Последующие дни и недели Майя жила, погруженная в глухой мрак. Ее часами терзала боль, выливаясь потоками слез, пока ей не начинало казаться, что она выплакалась за всю жизнь, что ей еще предстоит. Тогда она, отупевшая, сидела в углу или просто лежала, вытянувшись на кровати, остановив взгляд на потолке. Она чувствовала себя опустошенной, лишенной всяческих чувств, почти мертвой. Невозможно поверить, что больше нет Джонатана, ее брата, который всегда был рядом, сколько она себя помнила. Он всегда и во всем ее поддерживал, несмотря на вечное его подтрунивание. И хотя Ральф заботился о жене, приносил ей чай или фрукты, сидел рядом и держал за руку, пока под ласковые уговоры она не проглатывала и то и другое, Майя получила той весной незабываемый урок: некоторые мужчины не переносят, когда в их присутствии кто-то страдает настолько, что забота и поддержка ничем не могут помочь. Особенно в те моменты, когда они сами скорбят по другу или упущенным возможностям и находят утешение только у барной стойки. К таким мужчинам относился Ральф Гарретт.

Лишь через много дней в сознание Майи пробралась мысль, что она не одинока в своей утрате. Она вспомнила о родителях, сестре, невесте, которые должны были испытать не меньшее, а возможно, и куда более тяжелое горе. Но всякий раз, когда она садилась за пустой лист почтовой бумаги, ей не хватало слов, а перо дрожало и выскальзывало из ее слабых пальцев. Как она могла утешать, если сама не могла утешиться? С чего начать, как вновь сблизиться с семьей? Сейчас это казалось куда вероятнее, чем в предыдущие месяцы, но и гораздо сложнее.

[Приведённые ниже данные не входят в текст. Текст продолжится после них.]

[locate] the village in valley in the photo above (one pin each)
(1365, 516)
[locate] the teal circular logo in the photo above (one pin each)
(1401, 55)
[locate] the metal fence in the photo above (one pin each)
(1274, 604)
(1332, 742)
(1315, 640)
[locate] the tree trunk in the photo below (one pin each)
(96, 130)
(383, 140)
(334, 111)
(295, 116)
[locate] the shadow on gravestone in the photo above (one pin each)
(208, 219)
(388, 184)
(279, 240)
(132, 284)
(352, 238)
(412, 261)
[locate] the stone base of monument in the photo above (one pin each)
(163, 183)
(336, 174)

В конце апреля, больше пяти недель спустя после того извещения из Севастополя, Майя вновь в отчаянии подбирала слова, чтобы наладить контакт с родителями. Но всякий раз, как она пыталась заговорить о большой потере, фразы начинали казаться ей фальшивыми и сухими, в ней поднималась новая волна боли и не позволяла писать дальше. Злясь на собственное бессилие, она бросила перо и уронила лицо в ладони. Им даже негде его оплакать… Она резко подняла голову, вспомнив Башню молчания, куда водил ее в октябре Ричард. Их прогулка стала то ли дурным предзнаменованием, то ли непреднамеренным предчувствием.